More anthropologists and R&D 2.0

Commenting on the recent GE investment in research and development for emerging markets, Navi Radjou recently cautioned against the traditional approach.  Too often, he says, this hires only engineers and scientists.  “Global R&D model 1.0,” he calls it. 

R&D 2.0 needs new personnel, Radjou argues, including anthropologists and economists.  What a wonderful idea, resonant for those of us who loiter at this intersection!

Radjou concludes:

Goldman Sachs predicts that the bulk of the global economic growth over the next three decades will occur in emerging markets like India, China, and Brazil. But multinationals can’t capture this explosive growth unless they first upgrade their technically-skewed innovation model to a multidisciplinary R&D approach.

References

Radjou, Navi.  209.  R&D 2.0: Fewer Engineers, More anthropologists.  Harvard Business Blog.  June 10, 2009.  here.

Acknowledgements

Thanks to Susan Mazur-Stommen and the AnthroDesign list serve. 

Background

Navi Radjou (pictured) is the Executive Director of the Centre for India & Global Business at the Judge Business School at the University of Cambridge.

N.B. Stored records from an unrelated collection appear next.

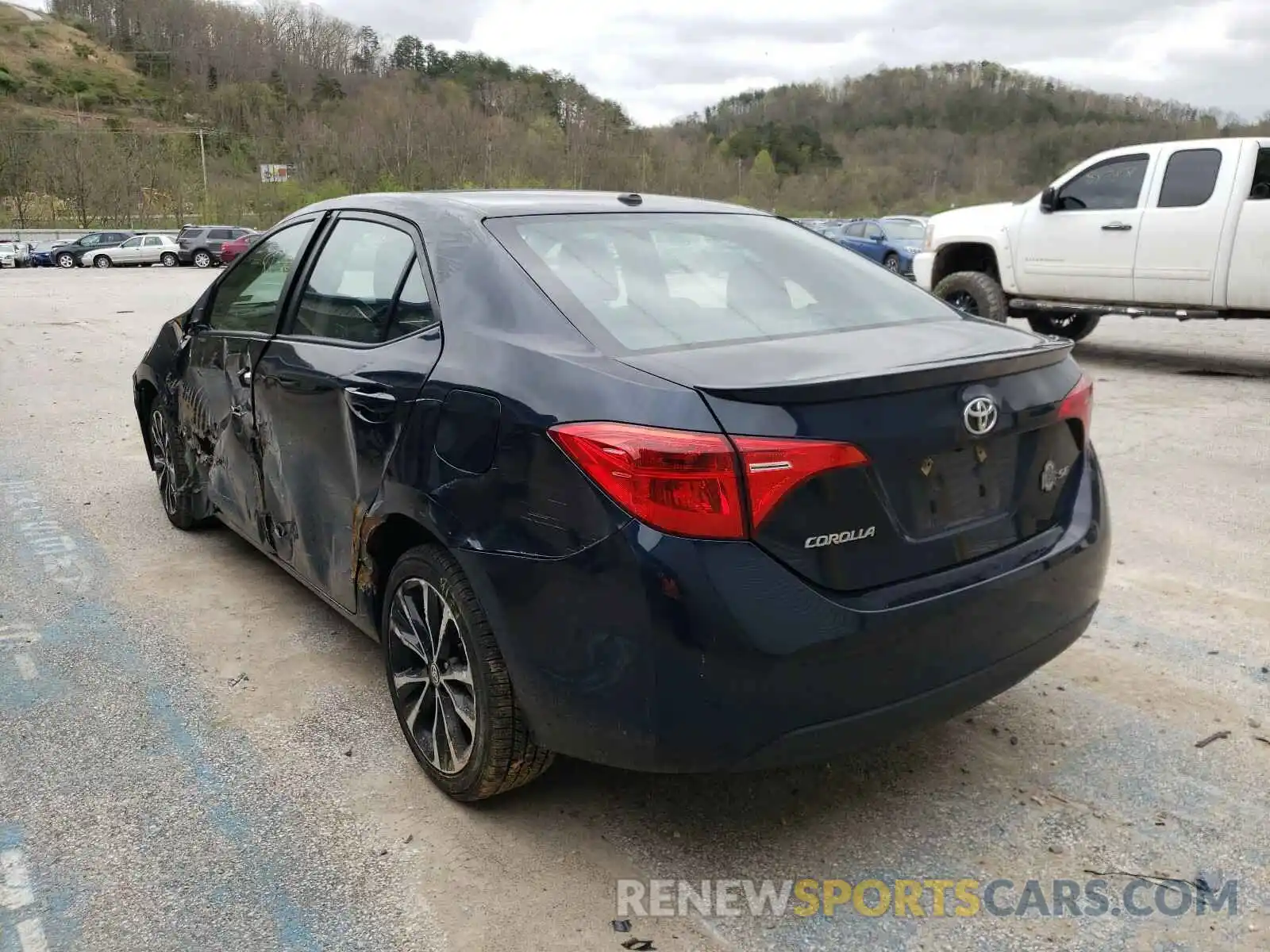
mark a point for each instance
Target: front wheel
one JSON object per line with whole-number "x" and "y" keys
{"x": 171, "y": 470}
{"x": 448, "y": 683}
{"x": 1073, "y": 327}
{"x": 975, "y": 294}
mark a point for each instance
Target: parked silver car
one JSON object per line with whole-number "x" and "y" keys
{"x": 137, "y": 251}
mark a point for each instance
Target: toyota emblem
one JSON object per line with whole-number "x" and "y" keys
{"x": 979, "y": 416}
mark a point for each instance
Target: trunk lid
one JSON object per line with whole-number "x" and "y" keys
{"x": 935, "y": 493}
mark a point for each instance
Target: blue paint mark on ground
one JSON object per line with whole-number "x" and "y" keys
{"x": 86, "y": 625}
{"x": 290, "y": 920}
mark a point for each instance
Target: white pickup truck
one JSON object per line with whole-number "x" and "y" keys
{"x": 1164, "y": 230}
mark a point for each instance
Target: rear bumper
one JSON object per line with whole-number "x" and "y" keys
{"x": 654, "y": 653}
{"x": 924, "y": 270}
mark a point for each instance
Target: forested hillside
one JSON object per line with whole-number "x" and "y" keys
{"x": 101, "y": 111}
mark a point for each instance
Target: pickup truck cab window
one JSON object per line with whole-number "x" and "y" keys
{"x": 1261, "y": 177}
{"x": 1108, "y": 186}
{"x": 1191, "y": 178}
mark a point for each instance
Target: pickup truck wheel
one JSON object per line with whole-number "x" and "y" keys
{"x": 1073, "y": 327}
{"x": 975, "y": 294}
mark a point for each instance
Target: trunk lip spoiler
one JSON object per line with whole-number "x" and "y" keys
{"x": 908, "y": 378}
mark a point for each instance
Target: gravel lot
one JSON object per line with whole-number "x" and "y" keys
{"x": 196, "y": 754}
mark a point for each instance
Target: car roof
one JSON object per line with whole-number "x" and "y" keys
{"x": 495, "y": 203}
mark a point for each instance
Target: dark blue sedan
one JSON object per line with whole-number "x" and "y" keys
{"x": 657, "y": 482}
{"x": 891, "y": 241}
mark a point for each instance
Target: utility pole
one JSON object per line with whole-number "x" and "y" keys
{"x": 202, "y": 155}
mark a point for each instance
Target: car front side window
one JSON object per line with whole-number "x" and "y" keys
{"x": 349, "y": 292}
{"x": 247, "y": 300}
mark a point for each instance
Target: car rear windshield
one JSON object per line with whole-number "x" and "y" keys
{"x": 638, "y": 282}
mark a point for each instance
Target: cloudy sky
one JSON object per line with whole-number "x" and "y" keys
{"x": 664, "y": 59}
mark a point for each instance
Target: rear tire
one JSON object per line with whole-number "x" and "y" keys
{"x": 975, "y": 294}
{"x": 1073, "y": 327}
{"x": 454, "y": 670}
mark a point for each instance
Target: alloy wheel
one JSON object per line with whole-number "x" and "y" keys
{"x": 432, "y": 678}
{"x": 160, "y": 456}
{"x": 964, "y": 301}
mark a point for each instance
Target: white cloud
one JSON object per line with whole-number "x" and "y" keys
{"x": 662, "y": 59}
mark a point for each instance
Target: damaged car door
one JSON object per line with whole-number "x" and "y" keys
{"x": 336, "y": 386}
{"x": 228, "y": 333}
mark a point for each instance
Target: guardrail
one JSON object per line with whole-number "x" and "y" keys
{"x": 37, "y": 235}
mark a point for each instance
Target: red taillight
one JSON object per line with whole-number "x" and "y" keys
{"x": 1079, "y": 405}
{"x": 689, "y": 484}
{"x": 772, "y": 467}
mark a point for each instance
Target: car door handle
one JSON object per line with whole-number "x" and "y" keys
{"x": 376, "y": 397}
{"x": 371, "y": 406}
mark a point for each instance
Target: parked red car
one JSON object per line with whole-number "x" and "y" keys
{"x": 233, "y": 249}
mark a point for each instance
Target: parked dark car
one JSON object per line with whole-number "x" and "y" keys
{"x": 201, "y": 244}
{"x": 70, "y": 254}
{"x": 596, "y": 499}
{"x": 891, "y": 241}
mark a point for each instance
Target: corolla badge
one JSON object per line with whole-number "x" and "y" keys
{"x": 837, "y": 539}
{"x": 979, "y": 416}
{"x": 1051, "y": 476}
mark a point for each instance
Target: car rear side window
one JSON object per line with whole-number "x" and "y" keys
{"x": 637, "y": 282}
{"x": 414, "y": 310}
{"x": 1191, "y": 178}
{"x": 349, "y": 292}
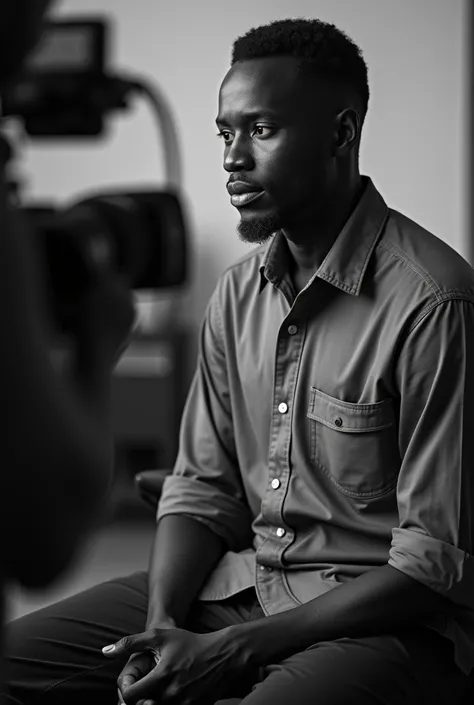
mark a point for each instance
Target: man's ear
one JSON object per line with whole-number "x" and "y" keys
{"x": 21, "y": 24}
{"x": 347, "y": 131}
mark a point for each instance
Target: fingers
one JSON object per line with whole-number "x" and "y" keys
{"x": 134, "y": 642}
{"x": 138, "y": 665}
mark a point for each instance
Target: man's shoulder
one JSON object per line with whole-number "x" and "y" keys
{"x": 427, "y": 260}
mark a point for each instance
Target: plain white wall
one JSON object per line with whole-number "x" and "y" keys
{"x": 414, "y": 142}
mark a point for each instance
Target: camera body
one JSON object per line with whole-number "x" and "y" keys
{"x": 64, "y": 91}
{"x": 141, "y": 235}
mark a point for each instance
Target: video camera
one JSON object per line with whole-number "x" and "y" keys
{"x": 63, "y": 92}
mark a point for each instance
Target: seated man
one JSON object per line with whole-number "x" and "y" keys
{"x": 315, "y": 541}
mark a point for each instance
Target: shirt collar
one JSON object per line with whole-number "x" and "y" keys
{"x": 346, "y": 262}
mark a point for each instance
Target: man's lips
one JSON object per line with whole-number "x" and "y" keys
{"x": 242, "y": 193}
{"x": 237, "y": 187}
{"x": 242, "y": 199}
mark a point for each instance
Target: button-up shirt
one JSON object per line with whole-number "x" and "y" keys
{"x": 331, "y": 431}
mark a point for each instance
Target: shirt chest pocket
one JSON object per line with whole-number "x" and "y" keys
{"x": 355, "y": 445}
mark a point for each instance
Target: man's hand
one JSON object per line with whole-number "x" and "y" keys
{"x": 175, "y": 665}
{"x": 139, "y": 664}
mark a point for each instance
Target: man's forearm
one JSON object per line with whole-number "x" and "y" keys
{"x": 184, "y": 553}
{"x": 379, "y": 601}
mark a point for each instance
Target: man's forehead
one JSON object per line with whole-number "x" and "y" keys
{"x": 269, "y": 69}
{"x": 267, "y": 82}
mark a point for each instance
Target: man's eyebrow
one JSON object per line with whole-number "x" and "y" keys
{"x": 252, "y": 115}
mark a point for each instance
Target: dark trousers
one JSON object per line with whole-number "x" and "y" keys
{"x": 54, "y": 655}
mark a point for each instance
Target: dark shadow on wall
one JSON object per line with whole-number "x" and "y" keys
{"x": 469, "y": 42}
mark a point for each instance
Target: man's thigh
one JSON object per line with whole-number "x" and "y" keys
{"x": 412, "y": 668}
{"x": 54, "y": 655}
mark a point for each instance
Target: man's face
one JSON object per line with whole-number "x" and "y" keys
{"x": 277, "y": 128}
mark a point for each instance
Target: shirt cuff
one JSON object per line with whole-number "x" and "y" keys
{"x": 228, "y": 517}
{"x": 440, "y": 566}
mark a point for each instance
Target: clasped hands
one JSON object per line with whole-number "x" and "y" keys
{"x": 171, "y": 665}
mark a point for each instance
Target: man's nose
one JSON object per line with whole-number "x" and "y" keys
{"x": 238, "y": 156}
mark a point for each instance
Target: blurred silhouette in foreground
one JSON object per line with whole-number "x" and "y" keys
{"x": 56, "y": 442}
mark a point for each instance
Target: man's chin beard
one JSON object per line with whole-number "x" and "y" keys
{"x": 258, "y": 230}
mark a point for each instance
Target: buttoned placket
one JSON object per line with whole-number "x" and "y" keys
{"x": 269, "y": 556}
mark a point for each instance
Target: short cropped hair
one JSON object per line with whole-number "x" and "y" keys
{"x": 324, "y": 50}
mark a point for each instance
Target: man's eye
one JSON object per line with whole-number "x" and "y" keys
{"x": 224, "y": 134}
{"x": 263, "y": 131}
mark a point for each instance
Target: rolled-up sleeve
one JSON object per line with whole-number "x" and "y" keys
{"x": 435, "y": 375}
{"x": 206, "y": 482}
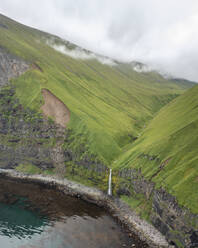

4 thoughts on “More anthropologists and R&D 2.0

  1. Scott Ellington

    Engineers, scientists, anthropologists, ethnographers and development economists will still be employees of multinational corporations engaged in the creation of proprietary mass-market products in R&D v2.0. Customers customize those products. The fundamental conflict of interests between “customers” and “producers” will persist until “hackers” are venerated on R&D v3.0 teams.

    “No user-serviceable parts within.” is the unambiguous sign of olden times.

  2. srp

    In poor countries, lots of people “hack” or repair their stuff because they can’t afford to do otherwise. An important stage of development–which most of the population of these countries is now reaching–is precisely when people stop hacking because prosperity reaches the point that their opportunity cost of time has risen so much. They’d rather pay more to get reliability or to replace things when they break or become obsolete.

    Hacking and other forms of tinkering-for-fun then re-occur (for a small subset of the population)at a later stage of development when leisure time has soared beyond the level available during industrialization. They are probably still at the waning stage in most durable goods markets in these countries. Product planning based on customer-generated tinkering will probably miss the window of growth.

  3. Christopher

    Numbering these as sequential seems a mistake and ignores the important historical history of mixing “hard” and “soft” scientists with writers and artists:from Bletchley Park in England, Riverbank Labratories in the U.S. to Xerox PARC. It’s important to have those successful historical precedents, especially when trying to break through resistance to this concept.

  4. Scott Ellington

    Josh Levy (of Free Press) in scrutinizing the AT&T/iPhone relationship says:
    “These ‘exclusive deals’ remind me of the days when AT&T held a monopoly over all phone communications. Consumers could only use one phone, on one network, at rates set by one company. No innovations could take place without AT&T’s permission. When federal rules forced AT&T to open its network, an explosion of innovation occurred with new fax machines, Internet modems and answering machines.

    I’m content to illustrate my contention with a cheesy reference to “Eloi”.